Saturday, 31 December 2011

Tenants Rights: When Your Property Management Company Forecloses On Your House

By Stuwart B. Warder


The foreclosure crisis that started in 2006 in the Melbourne Florida real estate market has brought extreme changes in the lives of many renters and renters. As more mortgage loans started to go into default, more renters found themselves being evicted by banks and new owners all across the States. As Americans, we live on the belief that "home is where the heart is." That suggests that thousands of foreclosed renters were continuously getting their hearts ripped out suddenly, all over the country. Thanks to the pro-active and reactive decisions made by President Barack Obama on May 20, 2009, renters in foreclosure can sleep well again.

Who is Your New Landlord After the Foreclosure?

Once your property owner defaults on the mortgage of your home, one of 2 things will happen:

- The property will be sold at public auction, in which case the biggest bid becomes your new owner.
- The mortgage holder, sometimes the lending bank, will become the new owner, as well as your new landlord.

If the bank retains possession of the property, they may hire a pro to deal with the property. Don't feel relieved just yet, though. This person's job isn't about maintaining the property. They are involved with the correct way to help the bank recoup their loss. There are firms who specialise in buying troubled loans from the banks, foreclosing on the defaulting householders, evicting the renters and reselling the property. Either way, irrespective of who ends up being your new owner, they are probably real estate professionals that couldn't care less about your family's stability.

Your Lease Must be Honored

On May 20, 2009, President Barack Obama signed the traditionally monumental "Protecting Renters at Foreclosure Act of 2009" bill. This home saving legislation included the new rule that renter leases take priority in foreclosures. To put it simply, this means two nice things to tenants who's landlords have gone through foreclosure:

- The leasing tenant is legally permitted to remain in their home until the end of their original lease term.
- Month-to-month renters are legally entitled to have a 90 day notice and then was responsible to move.
- Exception: If the new buyer plans to live on the property, they may end the current tenant's lease with a 90 day notice.

Tenants who are renters in towns that practice "rent control" are also defended from foreclosure evictions by town ordinances. This protection is commonly known as "just cause", which is an inventory of reasons, authorized by local laws, why a tenant can be evicted. The actual fact that a foreclosure happened is not "just cause" on its own for evicting the renters.

What is the Recourse for a Foreclosed Renter?

If you are a leasing tenant who moved out of your rental home so the new owners can move in, you will have a recourse. There's a fair chance you can sue your old landlord in tiny claims court.
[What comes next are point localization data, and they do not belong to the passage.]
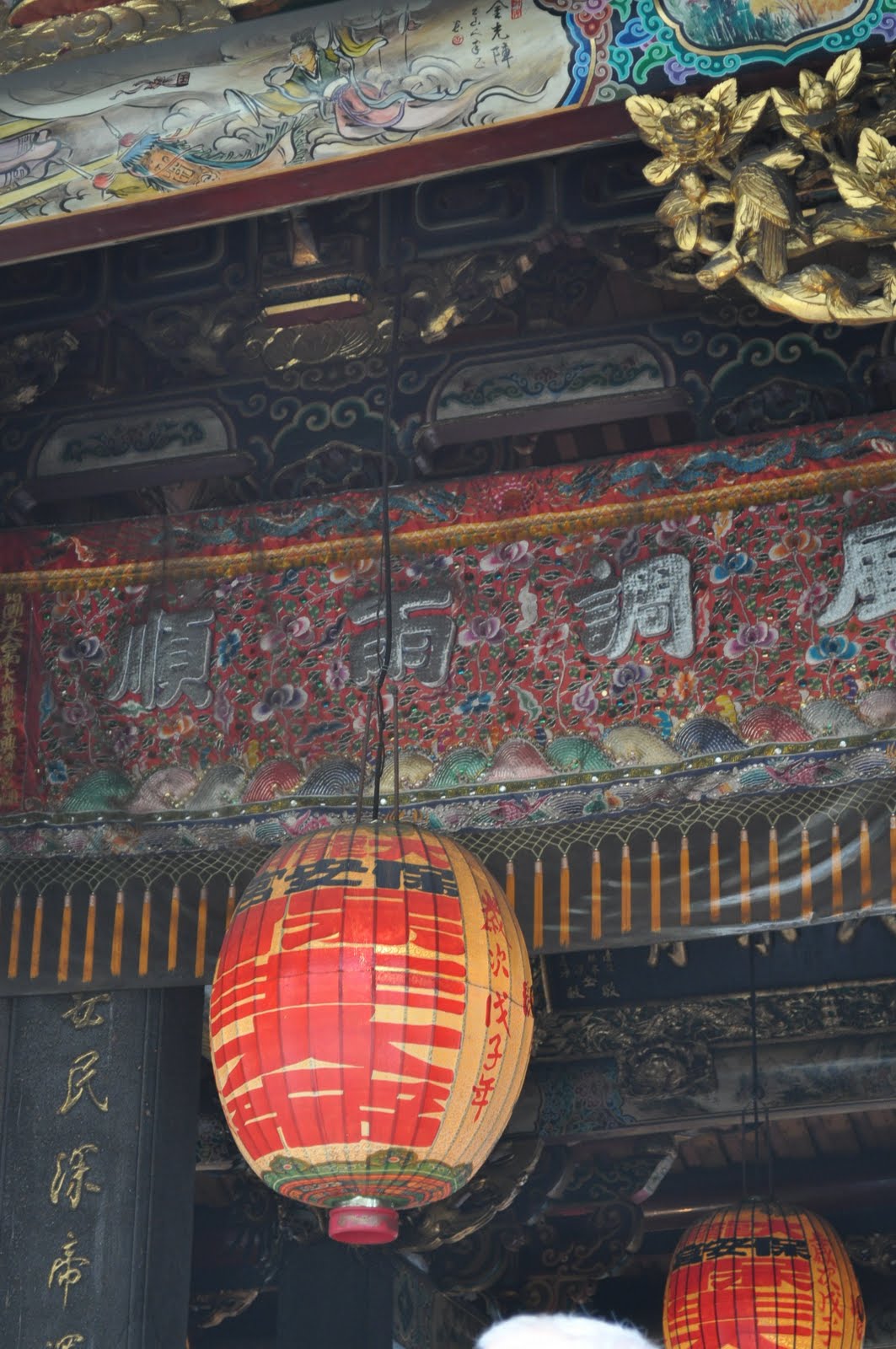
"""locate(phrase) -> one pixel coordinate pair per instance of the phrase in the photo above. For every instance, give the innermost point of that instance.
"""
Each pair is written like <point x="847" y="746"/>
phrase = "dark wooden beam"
<point x="332" y="1297"/>
<point x="829" y="1185"/>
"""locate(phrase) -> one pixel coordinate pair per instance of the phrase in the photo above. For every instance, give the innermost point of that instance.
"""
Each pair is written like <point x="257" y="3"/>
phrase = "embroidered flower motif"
<point x="482" y="631"/>
<point x="813" y="599"/>
<point x="586" y="699"/>
<point x="229" y="587"/>
<point x="550" y="641"/>
<point x="428" y="567"/>
<point x="177" y="728"/>
<point x="125" y="739"/>
<point x="509" y="555"/>
<point x="684" y="685"/>
<point x="691" y="130"/>
<point x="228" y="649"/>
<point x="671" y="530"/>
<point x="85" y="651"/>
<point x="752" y="637"/>
<point x="475" y="703"/>
<point x="828" y="649"/>
<point x="287" y="698"/>
<point x="290" y="631"/>
<point x="336" y="676"/>
<point x="355" y="571"/>
<point x="629" y="676"/>
<point x="722" y="523"/>
<point x="78" y="712"/>
<point x="794" y="543"/>
<point x="733" y="564"/>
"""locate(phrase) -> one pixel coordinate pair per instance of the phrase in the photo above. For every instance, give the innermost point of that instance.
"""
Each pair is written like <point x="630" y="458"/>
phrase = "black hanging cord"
<point x="754" y="1067"/>
<point x="386" y="649"/>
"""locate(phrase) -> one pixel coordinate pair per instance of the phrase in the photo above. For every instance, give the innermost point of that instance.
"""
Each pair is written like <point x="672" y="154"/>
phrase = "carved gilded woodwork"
<point x="792" y="193"/>
<point x="625" y="1031"/>
<point x="105" y="30"/>
<point x="30" y="366"/>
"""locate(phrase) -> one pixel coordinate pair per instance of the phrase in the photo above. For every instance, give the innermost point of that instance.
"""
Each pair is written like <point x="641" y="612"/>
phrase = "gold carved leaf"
<point x="723" y="96"/>
<point x="851" y="188"/>
<point x="647" y="112"/>
<point x="787" y="157"/>
<point x="845" y="72"/>
<point x="686" y="233"/>
<point x="747" y="114"/>
<point x="873" y="153"/>
<point x="660" y="172"/>
<point x="791" y="112"/>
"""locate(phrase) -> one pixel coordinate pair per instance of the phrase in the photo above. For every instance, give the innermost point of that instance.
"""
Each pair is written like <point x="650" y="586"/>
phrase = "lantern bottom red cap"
<point x="363" y="1224"/>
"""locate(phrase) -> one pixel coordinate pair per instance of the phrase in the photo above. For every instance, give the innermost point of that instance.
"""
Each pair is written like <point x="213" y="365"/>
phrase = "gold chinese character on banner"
<point x="81" y="1076"/>
<point x="71" y="1177"/>
<point x="83" y="1012"/>
<point x="67" y="1268"/>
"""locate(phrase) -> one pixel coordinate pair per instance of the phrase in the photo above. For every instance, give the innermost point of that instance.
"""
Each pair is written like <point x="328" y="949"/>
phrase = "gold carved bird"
<point x="765" y="215"/>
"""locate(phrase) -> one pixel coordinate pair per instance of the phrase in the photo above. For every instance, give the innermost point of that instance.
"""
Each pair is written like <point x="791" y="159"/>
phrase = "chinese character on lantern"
<point x="868" y="584"/>
<point x="422" y="636"/>
<point x="166" y="658"/>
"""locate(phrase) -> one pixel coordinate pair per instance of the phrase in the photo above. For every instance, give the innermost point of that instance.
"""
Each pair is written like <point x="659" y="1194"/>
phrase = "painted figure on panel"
<point x="251" y="103"/>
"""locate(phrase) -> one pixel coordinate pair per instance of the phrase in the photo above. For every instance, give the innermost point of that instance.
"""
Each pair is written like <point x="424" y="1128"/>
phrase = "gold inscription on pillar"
<point x="81" y="1076"/>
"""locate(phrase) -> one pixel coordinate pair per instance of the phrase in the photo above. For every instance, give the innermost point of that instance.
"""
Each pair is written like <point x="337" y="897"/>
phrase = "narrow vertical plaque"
<point x="98" y="1135"/>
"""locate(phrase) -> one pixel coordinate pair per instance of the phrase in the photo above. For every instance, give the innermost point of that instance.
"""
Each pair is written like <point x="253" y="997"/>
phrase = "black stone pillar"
<point x="334" y="1298"/>
<point x="99" y="1099"/>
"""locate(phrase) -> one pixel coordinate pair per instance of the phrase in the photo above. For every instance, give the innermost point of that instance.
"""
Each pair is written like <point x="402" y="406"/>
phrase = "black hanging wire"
<point x="757" y="1093"/>
<point x="375" y="705"/>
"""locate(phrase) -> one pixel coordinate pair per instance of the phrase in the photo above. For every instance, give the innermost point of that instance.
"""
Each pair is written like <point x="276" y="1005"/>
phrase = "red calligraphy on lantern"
<point x="496" y="1054"/>
<point x="498" y="958"/>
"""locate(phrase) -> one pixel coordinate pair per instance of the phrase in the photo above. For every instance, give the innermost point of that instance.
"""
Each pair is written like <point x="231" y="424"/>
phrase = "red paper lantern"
<point x="761" y="1276"/>
<point x="370" y="1023"/>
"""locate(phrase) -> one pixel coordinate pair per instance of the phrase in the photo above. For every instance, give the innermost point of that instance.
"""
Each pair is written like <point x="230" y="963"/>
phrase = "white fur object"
<point x="561" y="1333"/>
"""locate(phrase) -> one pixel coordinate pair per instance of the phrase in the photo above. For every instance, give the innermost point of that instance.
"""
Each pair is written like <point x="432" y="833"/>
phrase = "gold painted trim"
<point x="448" y="537"/>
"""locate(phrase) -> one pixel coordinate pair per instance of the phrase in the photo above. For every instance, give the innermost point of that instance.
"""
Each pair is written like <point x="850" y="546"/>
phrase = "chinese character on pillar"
<point x="651" y="598"/>
<point x="166" y="658"/>
<point x="868" y="584"/>
<point x="422" y="636"/>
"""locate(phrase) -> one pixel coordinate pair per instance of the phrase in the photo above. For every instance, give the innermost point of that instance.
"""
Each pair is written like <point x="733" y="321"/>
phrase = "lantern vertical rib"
<point x="379" y="954"/>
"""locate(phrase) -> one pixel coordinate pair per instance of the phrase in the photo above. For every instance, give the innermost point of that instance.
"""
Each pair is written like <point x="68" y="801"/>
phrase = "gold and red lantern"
<point x="370" y="1022"/>
<point x="761" y="1276"/>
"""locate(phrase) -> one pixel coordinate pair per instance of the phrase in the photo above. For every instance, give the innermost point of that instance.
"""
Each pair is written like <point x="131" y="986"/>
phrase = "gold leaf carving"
<point x="767" y="154"/>
<point x="105" y="30"/>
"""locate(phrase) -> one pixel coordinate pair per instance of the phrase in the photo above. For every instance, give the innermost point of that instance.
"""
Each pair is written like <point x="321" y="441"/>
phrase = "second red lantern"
<point x="761" y="1276"/>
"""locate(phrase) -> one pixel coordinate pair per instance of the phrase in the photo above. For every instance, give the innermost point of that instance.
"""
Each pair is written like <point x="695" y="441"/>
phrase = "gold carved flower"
<point x="683" y="208"/>
<point x="872" y="182"/>
<point x="694" y="132"/>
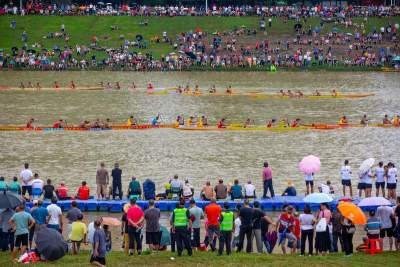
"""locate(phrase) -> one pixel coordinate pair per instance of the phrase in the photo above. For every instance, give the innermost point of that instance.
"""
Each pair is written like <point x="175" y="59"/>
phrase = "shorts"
<point x="21" y="240"/>
<point x="346" y="182"/>
<point x="153" y="238"/>
<point x="101" y="260"/>
<point x="310" y="183"/>
<point x="27" y="188"/>
<point x="391" y="186"/>
<point x="386" y="232"/>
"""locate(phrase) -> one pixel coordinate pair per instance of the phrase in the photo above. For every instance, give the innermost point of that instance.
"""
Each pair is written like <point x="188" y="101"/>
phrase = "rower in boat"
<point x="271" y="123"/>
<point x="221" y="123"/>
<point x="229" y="90"/>
<point x="72" y="85"/>
<point x="317" y="93"/>
<point x="212" y="90"/>
<point x="131" y="121"/>
<point x="396" y="121"/>
<point x="386" y="120"/>
<point x="204" y="121"/>
<point x="299" y="94"/>
<point x="364" y="120"/>
<point x="59" y="124"/>
<point x="29" y="123"/>
<point x="295" y="123"/>
<point x="343" y="120"/>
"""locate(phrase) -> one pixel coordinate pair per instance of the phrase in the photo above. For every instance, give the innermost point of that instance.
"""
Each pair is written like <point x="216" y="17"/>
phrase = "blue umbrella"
<point x="318" y="198"/>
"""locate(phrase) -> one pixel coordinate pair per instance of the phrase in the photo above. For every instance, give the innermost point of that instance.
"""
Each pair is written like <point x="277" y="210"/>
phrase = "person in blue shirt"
<point x="290" y="190"/>
<point x="149" y="189"/>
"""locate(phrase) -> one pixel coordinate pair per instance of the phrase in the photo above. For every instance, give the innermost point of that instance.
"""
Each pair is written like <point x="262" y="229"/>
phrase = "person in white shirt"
<point x="379" y="174"/>
<point x="345" y="173"/>
<point x="55" y="216"/>
<point x="37" y="186"/>
<point x="391" y="181"/>
<point x="26" y="180"/>
<point x="249" y="190"/>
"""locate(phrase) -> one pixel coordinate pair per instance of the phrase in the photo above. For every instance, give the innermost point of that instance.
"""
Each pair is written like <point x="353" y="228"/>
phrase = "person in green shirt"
<point x="3" y="185"/>
<point x="227" y="221"/>
<point x="134" y="189"/>
<point x="14" y="186"/>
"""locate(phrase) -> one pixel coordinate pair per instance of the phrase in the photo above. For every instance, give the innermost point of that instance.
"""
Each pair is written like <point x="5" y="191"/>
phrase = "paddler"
<point x="386" y="120"/>
<point x="204" y="120"/>
<point x="221" y="123"/>
<point x="271" y="123"/>
<point x="396" y="121"/>
<point x="295" y="123"/>
<point x="30" y="122"/>
<point x="343" y="120"/>
<point x="72" y="85"/>
<point x="364" y="120"/>
<point x="131" y="121"/>
<point x="229" y="90"/>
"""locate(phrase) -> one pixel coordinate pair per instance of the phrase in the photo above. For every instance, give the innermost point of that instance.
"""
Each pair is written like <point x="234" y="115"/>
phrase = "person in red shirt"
<point x="62" y="191"/>
<point x="213" y="213"/>
<point x="221" y="123"/>
<point x="83" y="192"/>
<point x="285" y="227"/>
<point x="135" y="218"/>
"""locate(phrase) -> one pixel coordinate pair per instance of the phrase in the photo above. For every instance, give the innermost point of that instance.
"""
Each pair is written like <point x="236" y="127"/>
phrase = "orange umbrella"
<point x="352" y="212"/>
<point x="111" y="221"/>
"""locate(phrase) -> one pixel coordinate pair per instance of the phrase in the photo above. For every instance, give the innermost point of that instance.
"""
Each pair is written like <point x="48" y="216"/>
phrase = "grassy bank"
<point x="81" y="29"/>
<point x="241" y="260"/>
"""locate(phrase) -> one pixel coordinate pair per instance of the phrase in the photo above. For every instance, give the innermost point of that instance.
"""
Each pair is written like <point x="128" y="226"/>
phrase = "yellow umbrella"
<point x="352" y="213"/>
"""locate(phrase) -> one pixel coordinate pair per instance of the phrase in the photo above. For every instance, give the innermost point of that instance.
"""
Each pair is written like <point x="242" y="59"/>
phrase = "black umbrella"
<point x="9" y="200"/>
<point x="51" y="244"/>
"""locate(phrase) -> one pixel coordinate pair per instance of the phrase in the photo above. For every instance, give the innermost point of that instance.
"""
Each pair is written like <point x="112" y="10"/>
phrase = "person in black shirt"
<point x="246" y="228"/>
<point x="48" y="190"/>
<point x="116" y="174"/>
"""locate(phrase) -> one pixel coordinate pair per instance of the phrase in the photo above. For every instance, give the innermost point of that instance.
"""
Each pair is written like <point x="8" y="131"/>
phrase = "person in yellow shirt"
<point x="78" y="234"/>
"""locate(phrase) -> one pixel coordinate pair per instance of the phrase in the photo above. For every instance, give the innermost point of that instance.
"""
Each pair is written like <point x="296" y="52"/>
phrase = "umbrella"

This is how it works:

The Landlord's Secondary Default

When you and your property owner signed your lease, they were agreeing to deliver your rental until the end of the term of the lease. This is commonly known as the "covenant of quiet enjoyment", and must be honoured. When your landlord defaulted on the mortgage on the property you were living in, they violated that covenant as the foreclosure starts events that will terminate the lease early. Due to this, renters can sue foreclosed owners for damages, including moving expenses, searching costs, application fees, and"the difference, if any, between the new lease for an equivalent rental and the rent under the old lease", according to nolo.com.